Revista Ñ
Testimonio.
En este relato intimista, especial para Ñ, el escritor y cineasta desafía la
nostalgia en su primer viaje a la colonia judía de Entre Ríos donde nació su
padre, escenario y materia de su último documental.
MEMORIA.
El cineasta en el cementerio de la colonia San Vicente, donde está enterrado su
abuelo COZARINSKY PADRE. En España, durante uno de sus viajes. Fue el primer
judío en ingresar a la Armada,
en 1919.
MEMORIA.
El cineasta en el cementerio de la colonia San Vicente, donde está enterrado su
abuelo
Una
noche, hará un par de años, soñé que estaba en Entre Ríos. Mi padre nació en
Entre Ríos. Yo nunca había estado allí.
Nací en
Buenos Aires, viví muchos años en París, demasiados tal vez, viajé bastante por
el mundo, pero nunca había estado en Entre Ríos.
No sé si,
como algunos creen, los sueños son premonitorios pero a la mañana siguiente me
desperté con un proyecto de filme: ir a Entre Ríos a buscar huellas de la
infancia de mi padre. Digo bien: de su infancia. A los dieciocho años se fue
del campo y se hizo marino. Nunca volvió.
¿Qué
sabía yo de esa infancia? Poco o nada. Mi padre era hijo de lo que Gerchunoff
bautizó “gauchos judíos”. Once hermanos, más uno del que iba a enterarme que
también era hijo de mi abuelo, nacido fuera del matrimonio pero criado con toda
la familia. Ese hijo se había quedado en el campo; los demás, con una sola
excepción, se habían dispersado entre Buenos Aires y Mendoza, profesionales,
empresarios, casadas las mujeres con hombres de ciudad.
Mi padre
murió cuando yo tenía veinte años y padecía una adolescencia demorada. Hablaba
poco él, aun menos con mi madre, vivía refugiado en la lectura y el cine, en un
mundo imaginario que me prometía cosas distintas de la vida cotidiana,
irremediablemente gris, de una familia porteña de clase media.
Las
preguntas que entonces no me interesaba hacerle son las únicas que hoy me
interesan. La primera: ¿cómo fue que ese hijo de gauchos judíos, nacido en
Villa Clara, Villaguay, Entre Ríos, decidiera aventurarse a ingresar en las
fuerzas armadas, en la Marina
de guerra?
Una cosa
me resulta evidente: fue posible porque ocurrió en 1919. A partir de 1930, del
golpe de Uriburu, no creo que lo hubiesen aceptado.
¿Sabía mi
padre, al ingresar, que no iba a poder ascender más allá de capitán de navío?
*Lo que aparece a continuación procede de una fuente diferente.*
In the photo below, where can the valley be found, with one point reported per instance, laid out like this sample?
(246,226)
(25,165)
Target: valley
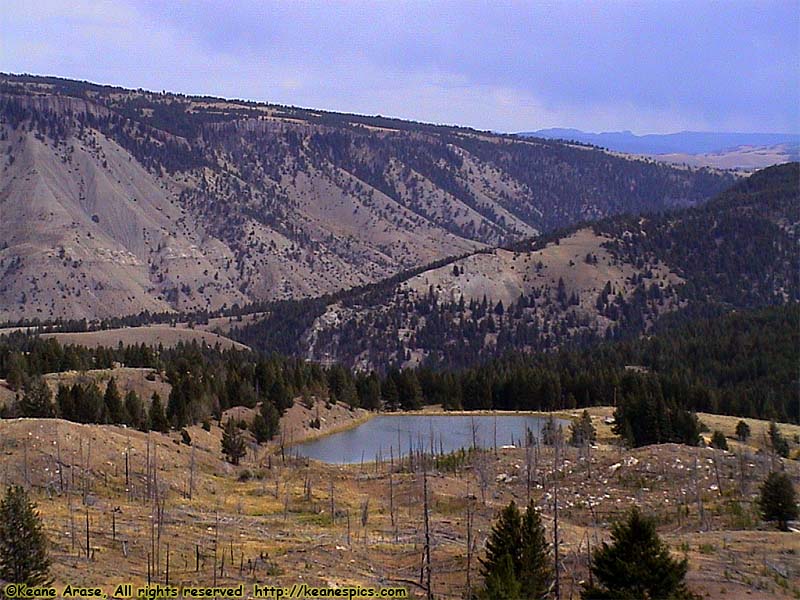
(122,201)
(269,519)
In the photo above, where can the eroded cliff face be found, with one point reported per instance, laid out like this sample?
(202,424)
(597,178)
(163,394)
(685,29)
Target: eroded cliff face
(117,201)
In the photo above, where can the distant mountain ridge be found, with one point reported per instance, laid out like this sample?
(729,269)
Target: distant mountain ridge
(612,279)
(683,142)
(116,201)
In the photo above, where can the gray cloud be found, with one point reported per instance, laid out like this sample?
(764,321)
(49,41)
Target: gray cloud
(646,66)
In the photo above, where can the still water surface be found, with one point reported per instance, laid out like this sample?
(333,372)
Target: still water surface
(385,434)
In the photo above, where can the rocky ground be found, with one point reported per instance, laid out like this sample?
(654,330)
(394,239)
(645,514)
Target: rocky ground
(270,519)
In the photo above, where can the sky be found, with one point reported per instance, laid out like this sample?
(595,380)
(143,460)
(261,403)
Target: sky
(647,66)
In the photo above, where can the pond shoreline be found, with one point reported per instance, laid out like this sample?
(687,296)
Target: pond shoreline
(454,432)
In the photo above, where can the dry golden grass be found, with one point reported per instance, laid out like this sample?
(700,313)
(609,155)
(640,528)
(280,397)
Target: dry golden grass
(280,520)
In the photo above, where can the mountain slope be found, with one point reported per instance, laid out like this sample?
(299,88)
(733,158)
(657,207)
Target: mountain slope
(116,201)
(684,142)
(614,279)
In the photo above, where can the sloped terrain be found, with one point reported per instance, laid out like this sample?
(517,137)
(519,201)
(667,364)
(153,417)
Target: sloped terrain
(270,520)
(613,279)
(117,201)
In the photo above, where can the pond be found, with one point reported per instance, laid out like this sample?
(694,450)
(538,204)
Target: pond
(397,434)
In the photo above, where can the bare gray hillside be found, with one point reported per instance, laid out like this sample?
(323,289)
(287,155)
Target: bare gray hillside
(117,201)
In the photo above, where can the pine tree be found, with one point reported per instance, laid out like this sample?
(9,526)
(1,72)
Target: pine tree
(582,432)
(503,554)
(156,417)
(636,565)
(718,440)
(266,423)
(37,400)
(134,411)
(535,574)
(517,562)
(113,401)
(777,441)
(778,501)
(742,431)
(23,545)
(233,445)
(502,583)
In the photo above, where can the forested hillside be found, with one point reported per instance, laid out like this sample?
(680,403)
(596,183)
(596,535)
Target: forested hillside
(742,363)
(117,201)
(613,280)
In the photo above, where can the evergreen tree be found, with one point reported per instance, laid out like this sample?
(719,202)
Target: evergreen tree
(389,394)
(778,501)
(134,411)
(742,431)
(778,443)
(582,432)
(37,401)
(517,562)
(718,440)
(536,574)
(502,582)
(115,410)
(637,564)
(504,544)
(157,420)
(233,445)
(23,545)
(266,423)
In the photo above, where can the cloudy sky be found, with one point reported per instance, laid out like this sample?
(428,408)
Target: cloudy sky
(647,66)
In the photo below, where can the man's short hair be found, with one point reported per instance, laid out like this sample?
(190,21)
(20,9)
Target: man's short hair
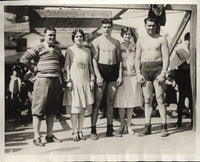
(78,31)
(187,36)
(149,19)
(125,30)
(49,28)
(107,21)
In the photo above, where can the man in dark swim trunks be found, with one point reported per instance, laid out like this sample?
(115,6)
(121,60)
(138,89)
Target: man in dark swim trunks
(107,63)
(152,61)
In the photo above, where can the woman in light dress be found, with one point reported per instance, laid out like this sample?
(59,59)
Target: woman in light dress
(129,94)
(79,77)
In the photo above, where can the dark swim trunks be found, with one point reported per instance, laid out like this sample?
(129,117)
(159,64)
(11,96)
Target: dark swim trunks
(150,70)
(110,73)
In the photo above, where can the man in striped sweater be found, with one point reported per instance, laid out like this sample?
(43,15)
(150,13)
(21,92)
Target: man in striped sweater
(46,61)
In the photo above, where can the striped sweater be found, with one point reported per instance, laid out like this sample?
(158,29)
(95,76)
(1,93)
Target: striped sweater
(48,62)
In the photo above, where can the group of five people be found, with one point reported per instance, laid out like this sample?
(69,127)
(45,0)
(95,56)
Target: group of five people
(127,73)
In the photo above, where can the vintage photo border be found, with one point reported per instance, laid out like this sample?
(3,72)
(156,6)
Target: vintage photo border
(195,156)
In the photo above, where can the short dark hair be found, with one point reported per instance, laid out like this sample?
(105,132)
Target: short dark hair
(78,31)
(49,28)
(125,30)
(107,21)
(149,19)
(187,36)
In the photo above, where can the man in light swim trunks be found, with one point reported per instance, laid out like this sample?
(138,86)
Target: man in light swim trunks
(107,63)
(152,61)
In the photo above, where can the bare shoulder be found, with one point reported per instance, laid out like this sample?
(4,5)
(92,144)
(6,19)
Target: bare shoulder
(87,50)
(162,39)
(115,41)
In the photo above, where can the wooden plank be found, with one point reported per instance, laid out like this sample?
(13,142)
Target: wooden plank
(57,13)
(181,7)
(179,31)
(193,43)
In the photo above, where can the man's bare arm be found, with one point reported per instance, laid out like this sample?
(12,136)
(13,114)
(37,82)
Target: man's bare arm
(165,55)
(95,58)
(138,57)
(119,59)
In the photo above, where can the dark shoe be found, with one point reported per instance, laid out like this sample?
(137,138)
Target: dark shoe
(52,139)
(110,132)
(94,136)
(38,142)
(113,134)
(75,136)
(178,125)
(146,130)
(121,129)
(164,132)
(80,136)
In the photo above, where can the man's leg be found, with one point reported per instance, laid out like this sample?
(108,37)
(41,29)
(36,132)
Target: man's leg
(36,128)
(147,90)
(98,97)
(159,91)
(74,120)
(122,119)
(111,90)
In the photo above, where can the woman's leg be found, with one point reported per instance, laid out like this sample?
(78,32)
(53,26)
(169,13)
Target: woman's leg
(122,119)
(74,120)
(81,118)
(129,118)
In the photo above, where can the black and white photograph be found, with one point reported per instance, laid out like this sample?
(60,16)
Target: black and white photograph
(99,81)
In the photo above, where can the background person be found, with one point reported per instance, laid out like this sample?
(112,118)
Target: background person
(180,63)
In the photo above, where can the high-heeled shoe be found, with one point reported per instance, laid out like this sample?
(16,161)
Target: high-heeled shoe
(81,136)
(75,136)
(130,131)
(121,129)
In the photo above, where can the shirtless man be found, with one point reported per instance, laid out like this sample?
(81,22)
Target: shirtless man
(152,61)
(107,63)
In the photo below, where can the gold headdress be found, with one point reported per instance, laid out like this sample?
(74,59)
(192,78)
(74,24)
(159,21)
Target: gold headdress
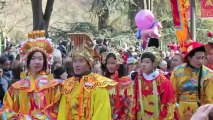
(36,42)
(83,46)
(119,58)
(157,53)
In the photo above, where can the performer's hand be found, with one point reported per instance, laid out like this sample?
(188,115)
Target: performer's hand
(203,112)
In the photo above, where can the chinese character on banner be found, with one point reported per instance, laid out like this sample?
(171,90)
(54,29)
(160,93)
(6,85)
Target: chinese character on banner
(206,8)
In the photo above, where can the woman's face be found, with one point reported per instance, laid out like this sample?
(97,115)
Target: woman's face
(111,64)
(80,65)
(64,76)
(36,62)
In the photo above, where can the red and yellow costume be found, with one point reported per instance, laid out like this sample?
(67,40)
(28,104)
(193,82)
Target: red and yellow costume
(121,98)
(86,97)
(154,99)
(30,98)
(185,82)
(185,79)
(33,98)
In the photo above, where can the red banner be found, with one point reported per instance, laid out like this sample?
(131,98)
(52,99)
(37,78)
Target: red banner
(206,8)
(179,13)
(187,7)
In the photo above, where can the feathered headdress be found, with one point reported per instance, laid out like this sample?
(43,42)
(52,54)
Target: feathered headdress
(83,46)
(36,42)
(157,53)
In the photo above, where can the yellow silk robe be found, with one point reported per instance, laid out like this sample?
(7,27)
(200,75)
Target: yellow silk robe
(86,98)
(185,82)
(30,98)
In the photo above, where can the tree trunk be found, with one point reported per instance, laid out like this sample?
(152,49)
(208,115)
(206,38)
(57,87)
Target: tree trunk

Regla no escrita, gentlemen’s agreement , un judío no podía llegar a ningún
nivel del almirantazgo. Sobre todo: ¿le importaba?
Corolario:
¿qué significaba para él ser judío? No era religioso ni le importaba la
tradición. Como a mi madre. A mí me criaron lejos de toda observancia. Creo que
las únicas raíces que mi padre hubiese reconocido, aunque nunca hablara de
ellas, estaban en Entre Ríos; entre sus libros encontré un ejemplar muy gastado
de Entre Ríos, mi país de Gerchunoff. Cuando sintió que el fin se acercaba me
pidió: “Por favor, ni estrella ni cruz, no vayan a creer que me convertí y eso
no es elegante”. ¿De dónde le venía esa noción de elegancia moral?
Cuántas
cosas para las que no tengo respuesta.
Si mi
padre murió relativamente joven, mi madre en cambio sobrevivió demasiado,
lúcida hasta los noventa y cinco años de edad, gradualmente senil durante tres
interminables años más. Cuando finalmente murió, descubrí en un armario de su
departamento cajas llenas de viejas cartas y fotografías, muchas de ellas de mi
padre. Nunca las había visto.
Entre las
cartas me impresionaron sobre todo las que mi abuelo y los hermanos le enviaron
a mi padre cuando hizo su primer viaje. El destino eran los Estados Unidos
(“Norteamérica” decían entonces), algo casi exótico en tiempos anteriores no ya
al turismo masivo sino a la mera televisión. En 1919, en un pueblo de Entre
Ríos donde no había cine, tal vez solo llegaran las imágenes de alguna revista
ilustrada, o el suplemento dominical (“rotograbado”) de los diarios de la
capital.
Las
cartas de los hermanos son previsibles, en la efusión cariñosa, aun en el humor
ocasional (una de mis tías escribe: “No te encamotes con ninguna gringa, volvé
y casate con una criolla”), pero la que más me impresionó fue la de mi abuelo.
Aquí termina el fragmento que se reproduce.